Preliminary figures released by Austria based producer of specialty viscose fibres indicate that its consolidated sales declined marginally in 2014 from 2013.
Consolidated revenues of the Lenzing Group slipped slightly to €1.86 billion in 2014 as against €1.91 billion in its previous year.
“This drop can be attributed to the continuing downward pressure on fibre prices as a consequence of the global surplus capacities of viscose fibre producers,” Lenzing said in a statement.
It also added that due to the changed environment, expansion plans at its subsidiaries, PT. South Pacific Viscose (Indonesia) and Lenzing Nanjing Fibers (China) will be adjusted to reflect new market conditions.
In turn, this will lead to adjustments in the measurement of goodwill, property, plant and equipment and other intangible assets of these Group companies of a negative €94 million.
These non-cash measures will not have any negative effect on the liquidity and net financial debt of the Lenzing Group.
According to Lenzing, on a medium-term basis, this will lead to an improvement in the Group’s consolidated balance sheet.
As a result of these one-off effects, Lenzing Group is expected to be post a loss of €14 million and EBIT is expected to amount to about €22 million.
On an operational level, Lenzing said, it succeeded in countering the prevailing trend in the industry.
According to preliminary figures, the Lenzing Group reported consolidated earnings before interest, taxes, depreciation and amortization (EBITDA) of about €240 million in 2014.

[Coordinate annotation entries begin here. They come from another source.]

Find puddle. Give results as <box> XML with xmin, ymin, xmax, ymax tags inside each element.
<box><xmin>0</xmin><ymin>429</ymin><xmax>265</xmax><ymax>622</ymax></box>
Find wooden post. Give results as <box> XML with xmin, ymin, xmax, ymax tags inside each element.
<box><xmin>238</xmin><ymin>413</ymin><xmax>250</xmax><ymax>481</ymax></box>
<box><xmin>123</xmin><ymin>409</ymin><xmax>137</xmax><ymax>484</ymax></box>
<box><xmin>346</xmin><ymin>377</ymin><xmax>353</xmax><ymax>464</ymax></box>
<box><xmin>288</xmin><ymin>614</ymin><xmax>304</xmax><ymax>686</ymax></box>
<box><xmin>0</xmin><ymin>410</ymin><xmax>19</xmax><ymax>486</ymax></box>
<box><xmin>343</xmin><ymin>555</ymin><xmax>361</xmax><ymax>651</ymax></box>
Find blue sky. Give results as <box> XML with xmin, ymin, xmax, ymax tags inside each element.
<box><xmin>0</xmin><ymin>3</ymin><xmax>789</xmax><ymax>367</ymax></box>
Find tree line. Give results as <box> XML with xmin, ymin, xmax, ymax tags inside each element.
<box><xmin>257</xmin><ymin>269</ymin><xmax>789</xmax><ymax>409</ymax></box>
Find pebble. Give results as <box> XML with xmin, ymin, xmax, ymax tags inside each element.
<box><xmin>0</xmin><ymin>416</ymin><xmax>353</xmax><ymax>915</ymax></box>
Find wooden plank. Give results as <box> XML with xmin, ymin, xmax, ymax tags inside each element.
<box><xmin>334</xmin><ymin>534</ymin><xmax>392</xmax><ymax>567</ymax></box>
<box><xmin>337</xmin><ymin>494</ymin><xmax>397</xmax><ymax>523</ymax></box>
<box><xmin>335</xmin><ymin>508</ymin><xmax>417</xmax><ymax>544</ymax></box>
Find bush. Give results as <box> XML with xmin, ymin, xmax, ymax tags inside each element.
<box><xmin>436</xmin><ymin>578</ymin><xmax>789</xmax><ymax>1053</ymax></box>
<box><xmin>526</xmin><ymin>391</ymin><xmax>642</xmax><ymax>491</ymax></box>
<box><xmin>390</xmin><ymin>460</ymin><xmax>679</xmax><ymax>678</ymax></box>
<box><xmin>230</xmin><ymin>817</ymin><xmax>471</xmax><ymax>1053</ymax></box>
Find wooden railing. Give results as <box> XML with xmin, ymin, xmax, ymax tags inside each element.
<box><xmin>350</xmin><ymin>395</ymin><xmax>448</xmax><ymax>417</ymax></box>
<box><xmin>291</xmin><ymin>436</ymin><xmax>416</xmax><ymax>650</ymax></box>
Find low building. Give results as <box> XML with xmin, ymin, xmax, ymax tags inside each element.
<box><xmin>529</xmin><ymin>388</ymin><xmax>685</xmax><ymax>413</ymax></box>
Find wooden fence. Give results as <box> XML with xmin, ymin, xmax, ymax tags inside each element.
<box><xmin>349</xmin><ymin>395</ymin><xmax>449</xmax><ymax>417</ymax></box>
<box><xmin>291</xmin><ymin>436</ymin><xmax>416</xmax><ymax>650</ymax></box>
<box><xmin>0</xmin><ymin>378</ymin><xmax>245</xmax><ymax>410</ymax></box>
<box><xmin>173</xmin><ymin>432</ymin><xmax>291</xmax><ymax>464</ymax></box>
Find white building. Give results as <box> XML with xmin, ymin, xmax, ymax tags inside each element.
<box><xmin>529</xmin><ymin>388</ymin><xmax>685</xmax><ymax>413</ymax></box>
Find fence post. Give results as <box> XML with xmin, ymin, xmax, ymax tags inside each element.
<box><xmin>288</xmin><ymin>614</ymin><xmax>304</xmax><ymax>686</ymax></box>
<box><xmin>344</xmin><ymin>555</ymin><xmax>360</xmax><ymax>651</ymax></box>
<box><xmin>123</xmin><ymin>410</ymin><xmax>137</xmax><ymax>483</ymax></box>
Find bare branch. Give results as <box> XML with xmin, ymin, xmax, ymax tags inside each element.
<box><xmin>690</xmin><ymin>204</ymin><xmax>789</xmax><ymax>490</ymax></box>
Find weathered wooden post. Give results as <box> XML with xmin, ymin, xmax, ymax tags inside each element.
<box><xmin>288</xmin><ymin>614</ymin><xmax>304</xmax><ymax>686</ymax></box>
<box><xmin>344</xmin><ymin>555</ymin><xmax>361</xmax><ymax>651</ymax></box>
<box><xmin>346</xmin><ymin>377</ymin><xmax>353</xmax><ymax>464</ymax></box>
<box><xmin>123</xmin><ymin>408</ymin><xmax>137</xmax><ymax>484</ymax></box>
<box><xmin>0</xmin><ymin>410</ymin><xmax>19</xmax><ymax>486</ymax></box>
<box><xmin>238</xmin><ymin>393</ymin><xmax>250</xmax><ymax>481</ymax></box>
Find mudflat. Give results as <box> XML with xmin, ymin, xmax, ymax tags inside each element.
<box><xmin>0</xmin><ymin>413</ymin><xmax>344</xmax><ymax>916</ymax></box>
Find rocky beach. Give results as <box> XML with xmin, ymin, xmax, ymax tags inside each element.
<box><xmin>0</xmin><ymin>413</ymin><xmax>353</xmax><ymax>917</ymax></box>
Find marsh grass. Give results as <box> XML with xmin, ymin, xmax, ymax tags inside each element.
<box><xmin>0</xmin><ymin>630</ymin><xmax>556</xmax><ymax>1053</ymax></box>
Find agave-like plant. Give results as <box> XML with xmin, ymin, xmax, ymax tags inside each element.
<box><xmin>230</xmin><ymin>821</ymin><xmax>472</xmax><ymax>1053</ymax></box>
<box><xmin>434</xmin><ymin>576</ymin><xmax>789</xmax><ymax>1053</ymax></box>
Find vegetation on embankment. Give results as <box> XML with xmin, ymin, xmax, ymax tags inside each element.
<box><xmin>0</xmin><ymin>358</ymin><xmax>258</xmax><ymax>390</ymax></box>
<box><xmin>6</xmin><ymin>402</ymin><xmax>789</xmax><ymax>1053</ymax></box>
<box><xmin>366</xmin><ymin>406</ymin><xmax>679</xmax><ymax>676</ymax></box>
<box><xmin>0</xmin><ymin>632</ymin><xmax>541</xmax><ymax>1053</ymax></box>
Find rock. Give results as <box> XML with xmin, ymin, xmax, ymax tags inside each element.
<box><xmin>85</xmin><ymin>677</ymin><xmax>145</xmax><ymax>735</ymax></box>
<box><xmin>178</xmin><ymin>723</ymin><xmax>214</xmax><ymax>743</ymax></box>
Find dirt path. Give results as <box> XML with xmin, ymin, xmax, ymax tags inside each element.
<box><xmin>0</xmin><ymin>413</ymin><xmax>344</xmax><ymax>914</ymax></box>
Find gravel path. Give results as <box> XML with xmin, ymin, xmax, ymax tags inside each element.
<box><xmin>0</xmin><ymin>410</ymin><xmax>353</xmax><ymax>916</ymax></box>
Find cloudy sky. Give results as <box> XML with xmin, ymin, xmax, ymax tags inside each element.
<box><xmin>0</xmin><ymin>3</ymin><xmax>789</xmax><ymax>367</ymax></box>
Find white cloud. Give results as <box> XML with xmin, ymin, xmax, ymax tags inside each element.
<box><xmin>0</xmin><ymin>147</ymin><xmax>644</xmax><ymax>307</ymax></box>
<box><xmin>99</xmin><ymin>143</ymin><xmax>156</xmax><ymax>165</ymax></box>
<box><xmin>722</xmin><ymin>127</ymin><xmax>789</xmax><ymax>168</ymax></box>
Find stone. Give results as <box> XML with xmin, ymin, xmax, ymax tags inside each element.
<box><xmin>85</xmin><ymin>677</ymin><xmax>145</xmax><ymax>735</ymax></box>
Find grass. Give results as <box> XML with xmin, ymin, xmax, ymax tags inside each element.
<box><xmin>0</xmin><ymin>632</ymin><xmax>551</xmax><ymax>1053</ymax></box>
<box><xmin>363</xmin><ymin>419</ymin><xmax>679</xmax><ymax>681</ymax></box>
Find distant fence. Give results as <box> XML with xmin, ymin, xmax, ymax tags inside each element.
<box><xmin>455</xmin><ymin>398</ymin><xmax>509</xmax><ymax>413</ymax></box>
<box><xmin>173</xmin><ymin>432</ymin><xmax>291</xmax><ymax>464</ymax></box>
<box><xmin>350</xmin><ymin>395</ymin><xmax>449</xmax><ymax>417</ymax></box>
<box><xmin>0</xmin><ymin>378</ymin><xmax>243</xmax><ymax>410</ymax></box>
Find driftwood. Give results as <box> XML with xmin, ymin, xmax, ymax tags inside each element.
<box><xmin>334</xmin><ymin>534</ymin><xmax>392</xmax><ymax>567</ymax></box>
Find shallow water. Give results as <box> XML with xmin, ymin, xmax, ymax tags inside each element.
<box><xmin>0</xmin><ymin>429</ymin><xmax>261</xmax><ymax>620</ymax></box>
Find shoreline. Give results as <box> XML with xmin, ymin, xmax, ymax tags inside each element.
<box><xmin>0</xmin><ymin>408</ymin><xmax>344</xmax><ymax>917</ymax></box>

This increase of almost 25 per cent year on year was achieved due to sustainable cost savings generated within the context of the excelLENZ program.
Substantial improvements in the product mix and the successful coming on stream of the new Tencel fibre production facility at the Lenzing site also helped the company grow its EBITA.
Additionally, it was also supported by new Tencel applications for denim fabrics, shirts, home textiles and new nonwoven products.
Furthermore, the Supervisory Board of Lenzing AG approved the reorganisation of its engineering and maintenance operations, workshops and Lenzing Technik announced in November 2014.
These measures will lead to additional significant cost savings and productivity increases of about 15 per cent in the company’s technical departments.
These cost reductions will be based on setting up a centralised maintenance unit, adapting engineering capacities to the lower investment activity of the Lenzing Group in the future.